Speaking before the Supreme Consultation Forum on Wednesday, Minister of Public Works and Transport Sun Chanthol admitted his ministry’s shortcomings in the management of public construction works that have contributed to the fast deterioration of local roads.
The Supreme Consultation Forum summoned Sun Chanthol to the Peace Palace to question him on road quality issues.
Supreme Consultation Forum member Sok Sovann Vathana Sabung grilled the minister on issues ranging from overloaded lorries to a lack of proper drainage systems and corruption.
Vathana Sabung, who is president of the Khmer Rise Party, said corruption was at the root of the problem of overloaded trucks.
Underpaid officials at weighing stations, he said, allowed individuals to load too much cargo onto their vehicles in exchange for bribes. The problem cost the state hundreds of millions of dollars a year, according to Vathana Sabung.

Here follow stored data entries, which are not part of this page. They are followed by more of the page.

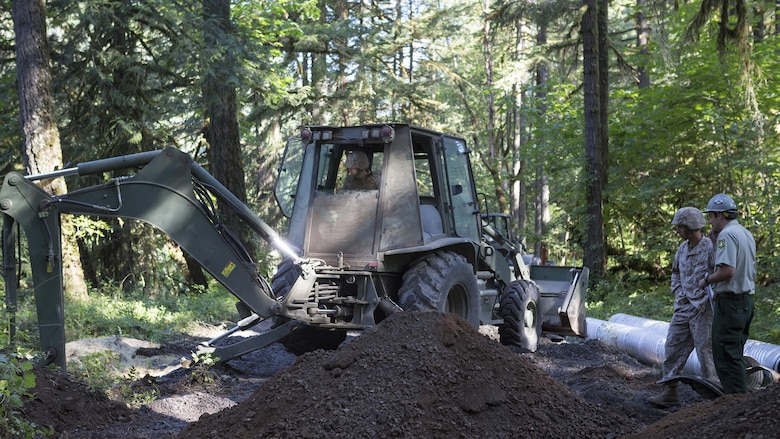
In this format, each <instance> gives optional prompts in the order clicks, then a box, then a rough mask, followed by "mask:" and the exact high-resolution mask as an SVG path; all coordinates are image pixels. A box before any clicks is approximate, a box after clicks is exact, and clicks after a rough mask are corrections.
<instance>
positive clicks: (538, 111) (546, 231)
mask: <svg viewBox="0 0 780 439" xmlns="http://www.w3.org/2000/svg"><path fill="white" fill-rule="evenodd" d="M547 23H548V22H547V18H546V17H542V18H541V19H540V20H539V31H538V33H537V34H536V42H537V43H538V45H539V47H543V46H544V45H546V44H547ZM547 79H548V70H547V63H546V62H544V61H541V62H539V63H538V64H537V65H536V86H537V87H536V89H537V90H538V91H537V92H536V99H535V101H536V102H538V104H537V105H538V112H539V115H540V116H541V118H542V120H544V116H545V113H547V104H546V102H547ZM538 132H539V133H544V132H545V131H544V129H540V130H539V131H538ZM545 137H546V136H545V135H544V134H542V136H541V137H540V138H539V139H538V143H539V144H540V145H542V147H541V148H540V151H541V152H540V154H541V157H540V160H539V164H538V165H536V181H535V186H536V200H535V203H534V204H535V211H536V217H535V221H534V234H535V235H536V243H535V245H534V255H536V256H537V257H539V258H542V259H543V260H544V259H546V256H545V253H546V252H545V251H544V250H543V248H542V247H544V238H545V233H547V225H548V223H549V222H550V186H549V181H548V178H547V171H546V170H545V163H546V162H547V154H546V152H545V151H547V145H546V142H547V140H546V139H545Z"/></svg>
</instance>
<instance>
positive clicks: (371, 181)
mask: <svg viewBox="0 0 780 439" xmlns="http://www.w3.org/2000/svg"><path fill="white" fill-rule="evenodd" d="M344 167H346V168H347V178H345V179H344V184H343V185H342V190H347V191H354V190H376V189H379V182H380V178H379V176H378V175H376V174H374V173H373V172H371V164H370V163H369V161H368V156H367V155H366V153H365V152H363V151H352V152H350V153H349V154H348V155H347V159H346V160H345V161H344Z"/></svg>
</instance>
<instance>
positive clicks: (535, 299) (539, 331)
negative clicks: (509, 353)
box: [498, 280, 542, 352]
mask: <svg viewBox="0 0 780 439" xmlns="http://www.w3.org/2000/svg"><path fill="white" fill-rule="evenodd" d="M539 299H540V293H539V287H537V286H536V284H535V283H533V282H529V281H527V280H516V281H514V282H512V283H510V284H509V285H508V286H507V287H506V288H505V289H504V292H503V294H501V301H500V303H499V308H498V315H499V317H501V318H502V319H504V323H503V324H502V325H500V326H499V327H498V334H499V338H500V340H501V344H503V345H508V346H519V347H520V348H522V349H524V350H527V351H528V352H536V349H537V347H538V346H539V337H540V336H541V334H542V319H540V318H539V309H538V303H539Z"/></svg>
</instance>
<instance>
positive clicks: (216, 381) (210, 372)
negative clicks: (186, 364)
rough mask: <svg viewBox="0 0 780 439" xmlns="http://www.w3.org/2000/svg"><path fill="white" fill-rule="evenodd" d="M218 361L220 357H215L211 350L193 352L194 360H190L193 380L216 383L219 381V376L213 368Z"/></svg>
mask: <svg viewBox="0 0 780 439" xmlns="http://www.w3.org/2000/svg"><path fill="white" fill-rule="evenodd" d="M217 363H219V357H215V356H214V355H213V354H212V353H211V352H201V353H198V352H193V353H192V360H191V361H190V362H189V368H190V369H191V372H190V380H191V382H193V383H201V384H215V383H216V382H217V381H219V377H218V376H217V374H216V373H214V372H213V371H212V370H211V368H212V367H213V366H215V365H216V364H217Z"/></svg>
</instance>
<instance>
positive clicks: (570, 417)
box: [0, 313, 780, 439]
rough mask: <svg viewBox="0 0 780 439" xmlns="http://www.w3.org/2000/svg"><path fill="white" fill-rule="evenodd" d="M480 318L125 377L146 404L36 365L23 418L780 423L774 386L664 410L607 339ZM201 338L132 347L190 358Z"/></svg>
mask: <svg viewBox="0 0 780 439" xmlns="http://www.w3.org/2000/svg"><path fill="white" fill-rule="evenodd" d="M258 326H260V325H258ZM257 329H258V330H260V331H262V330H263V328H257ZM480 330H481V331H482V334H479V333H477V332H475V331H474V330H473V329H472V328H471V327H470V326H468V325H467V324H466V323H465V322H463V321H462V320H459V319H456V318H454V317H453V316H450V315H442V314H437V313H424V314H417V313H401V314H398V315H396V316H393V317H392V318H390V319H388V320H386V321H385V322H383V323H382V324H381V325H379V326H378V327H377V328H375V329H372V330H369V331H366V332H365V333H364V334H363V335H362V336H360V337H357V338H355V339H353V340H351V341H349V342H347V343H345V344H343V345H342V346H341V347H340V348H339V350H337V351H331V352H324V351H320V352H314V353H310V354H307V355H304V356H302V357H298V358H296V357H294V356H292V355H291V354H289V353H288V352H285V351H284V348H283V347H282V346H281V345H280V344H278V343H274V344H272V345H271V346H268V347H265V348H263V349H259V350H257V351H253V352H251V353H249V354H246V355H244V356H242V357H241V358H237V359H233V360H230V361H228V362H227V363H225V364H223V365H221V366H219V367H215V368H214V369H213V372H214V374H215V375H214V377H215V378H216V380H215V381H214V382H211V383H204V382H202V381H199V380H196V379H194V376H193V370H185V369H177V370H175V371H172V372H168V373H166V374H165V375H164V376H145V377H142V378H140V379H137V380H134V381H131V382H129V383H126V385H127V386H129V387H131V390H133V391H134V392H147V391H154V392H155V393H156V394H157V395H158V398H157V399H156V400H155V401H153V402H151V403H149V404H146V405H143V406H142V407H141V408H139V409H129V408H127V406H126V405H124V404H123V403H118V402H115V401H111V400H109V399H108V398H107V397H106V396H105V395H102V394H96V393H94V392H91V391H90V389H89V388H88V387H87V385H85V384H84V383H83V382H80V381H78V380H75V379H72V378H70V377H68V376H67V375H64V374H62V373H61V372H55V371H51V370H45V369H42V370H36V371H35V373H36V382H37V387H36V388H35V389H34V390H33V393H34V394H35V397H34V398H32V399H30V400H28V401H25V405H24V408H23V413H22V416H25V417H26V418H27V419H29V420H31V421H34V422H35V423H37V424H38V425H43V426H50V427H52V428H53V429H54V430H55V434H54V436H53V437H54V438H58V439H64V438H68V439H76V438H122V439H147V438H155V439H172V438H177V437H178V438H201V437H231V438H237V439H242V438H248V437H252V438H255V437H268V438H288V437H301V438H306V437H317V438H318V437H336V438H338V437H347V436H349V437H372V438H373V437H377V438H381V437H394V438H404V437H431V438H437V437H447V438H450V437H469V438H470V437H532V438H546V437H594V438H630V439H634V438H637V439H638V438H643V439H644V438H647V439H661V438H678V437H679V438H688V437H734V438H751V439H759V438H770V437H776V436H777V434H776V433H777V431H778V430H779V429H780V426H779V425H778V423H780V405H777V404H775V403H774V402H775V401H777V400H778V398H780V385H777V384H776V385H772V386H770V387H767V388H765V389H762V390H755V391H751V393H749V394H748V395H739V396H735V395H732V396H725V397H722V398H719V399H718V400H715V401H706V400H702V398H701V397H700V396H699V395H698V394H696V393H695V392H694V391H692V390H691V389H690V388H688V386H685V385H683V386H681V388H680V391H681V396H682V402H683V404H682V406H680V407H675V408H671V409H668V410H662V409H658V408H656V407H654V406H652V405H651V404H649V403H647V397H649V396H652V395H655V394H657V393H658V392H659V391H660V390H661V389H660V388H659V386H658V385H657V384H655V381H656V380H658V378H659V377H660V371H659V370H658V369H655V368H652V367H648V366H647V365H643V364H641V363H639V362H637V361H636V360H635V359H633V358H631V357H630V356H628V355H627V354H625V353H623V352H619V351H617V350H616V349H614V348H612V347H609V346H606V345H605V344H603V343H601V342H599V341H598V340H583V339H578V338H567V339H564V340H562V339H557V338H553V339H548V338H543V339H542V340H541V341H540V346H539V350H538V351H537V352H535V353H520V354H518V353H514V352H512V351H510V350H509V349H507V348H506V347H503V346H501V345H500V344H499V343H498V342H497V341H496V337H497V335H496V334H492V333H491V332H490V331H489V330H493V331H494V330H495V328H494V327H486V326H483V327H482V328H480ZM206 339H208V338H206ZM199 341H202V340H200V339H197V340H195V339H186V340H182V341H181V342H180V343H179V342H177V343H175V344H170V345H165V346H161V347H160V348H142V349H138V350H136V351H135V353H133V354H129V357H136V358H134V361H142V358H138V357H148V358H150V359H153V360H156V359H158V358H163V357H166V358H167V357H178V358H180V357H186V356H187V355H188V354H189V352H190V349H191V348H192V347H193V346H195V345H196V344H197V342H199ZM170 366H171V365H170V364H163V365H162V366H161V367H163V368H162V369H160V370H167V368H168V367H170ZM0 437H6V435H4V432H1V431H0Z"/></svg>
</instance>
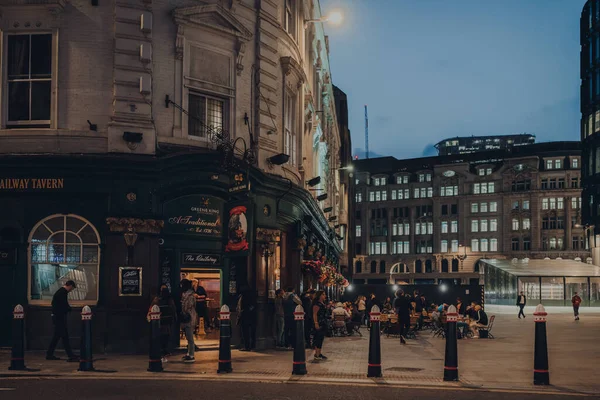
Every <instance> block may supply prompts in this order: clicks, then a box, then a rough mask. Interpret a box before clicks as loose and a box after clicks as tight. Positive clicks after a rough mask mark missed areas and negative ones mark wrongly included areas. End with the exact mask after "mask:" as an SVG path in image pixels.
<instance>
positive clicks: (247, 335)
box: [242, 318, 256, 350]
mask: <svg viewBox="0 0 600 400" xmlns="http://www.w3.org/2000/svg"><path fill="white" fill-rule="evenodd" d="M242 340H243V341H244V348H245V349H246V350H252V349H254V348H255V347H256V319H255V318H254V319H251V318H248V319H242Z"/></svg>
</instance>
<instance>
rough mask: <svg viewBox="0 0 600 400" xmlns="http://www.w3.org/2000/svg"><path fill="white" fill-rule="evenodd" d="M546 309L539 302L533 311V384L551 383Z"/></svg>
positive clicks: (543, 384) (544, 384) (547, 383)
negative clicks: (534, 343)
mask: <svg viewBox="0 0 600 400" xmlns="http://www.w3.org/2000/svg"><path fill="white" fill-rule="evenodd" d="M547 315H548V314H547V313H546V310H545V309H544V306H543V305H541V304H539V305H538V306H537V307H536V308H535V312H534V313H533V320H534V321H535V352H534V359H533V384H534V385H549V384H550V373H549V372H548V341H547V339H546V316H547Z"/></svg>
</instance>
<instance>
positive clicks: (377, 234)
mask: <svg viewBox="0 0 600 400" xmlns="http://www.w3.org/2000/svg"><path fill="white" fill-rule="evenodd" d="M580 153H581V147H580V144H579V143H578V142H555V143H540V144H532V145H528V146H522V147H515V148H513V149H512V150H510V151H505V150H501V151H487V152H477V153H471V154H457V155H447V156H437V157H427V158H416V159H407V160H397V159H395V158H393V157H384V158H376V159H369V160H359V161H355V167H356V182H355V183H356V187H355V192H356V193H355V214H354V219H355V225H356V228H355V232H353V233H354V235H355V238H354V240H355V243H356V244H355V246H356V248H355V253H356V257H355V259H354V263H353V281H354V282H355V283H382V284H384V283H390V282H391V283H406V284H419V283H423V284H435V283H440V282H443V281H444V280H449V281H450V282H453V283H456V284H460V283H462V284H469V283H477V282H479V268H478V260H480V259H482V258H504V259H513V258H519V259H523V258H541V259H544V258H547V257H548V258H551V259H556V258H563V259H581V260H583V261H586V260H587V259H588V257H589V251H588V250H587V249H586V248H587V246H586V243H585V242H586V241H585V236H586V233H587V232H586V231H585V229H584V228H583V227H582V226H581V225H580V224H581V189H580V175H581V172H580V166H581V160H580V155H581V154H580Z"/></svg>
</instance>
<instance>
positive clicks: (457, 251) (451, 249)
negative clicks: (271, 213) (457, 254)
mask: <svg viewBox="0 0 600 400" xmlns="http://www.w3.org/2000/svg"><path fill="white" fill-rule="evenodd" d="M450 251H452V252H453V253H457V252H458V240H453V241H452V249H451V250H450Z"/></svg>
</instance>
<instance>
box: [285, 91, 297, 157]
mask: <svg viewBox="0 0 600 400" xmlns="http://www.w3.org/2000/svg"><path fill="white" fill-rule="evenodd" d="M285 100H286V104H285V138H284V141H283V147H284V149H283V152H284V153H285V154H287V155H289V156H290V159H289V161H288V162H289V163H290V164H291V165H294V166H295V165H297V156H296V144H297V139H296V129H295V123H296V96H293V95H292V94H289V93H288V94H287V96H286V97H285Z"/></svg>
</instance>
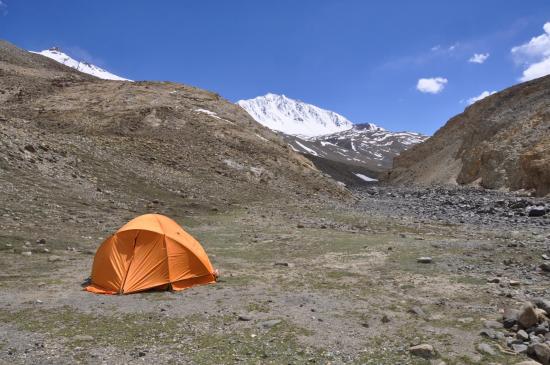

Chanthol agreed that corruption at weighing stations was part of the problem. He said his ministry is working to reform the system, remove corrupt officials from their positions, or arrest officials that take bribes.
The ministry, he said, also plans to install smart scales that will reduce the role of officials.
On drainage problems, he said the drainage system in many roads was deficient because it is built once the road is completed. He said the ministry often lacks the budget to build the road and its drainage system simultaneously.
Chanthol said efforts will be redoubled to address these problems, particularly with regards to corrupt officials.
Affiliated Network for Social Accountability executive director San Chey said the first step to improve road quality and reduce corruption is to amend the Law on Public Procurement and the Road Law to allow for better monitoring of public infrastructure projects.
With the right law implemented efficiently, road quality would improve, he said.
“We see a lack of involvement in monitoring public projects, and we are not enforcing the law properly. This gives corrupt officials an opportunity to take advantage of the system.
“The ministry must allow experts to monitor law enforcement activities and amend the Public Procurement Law,” he said.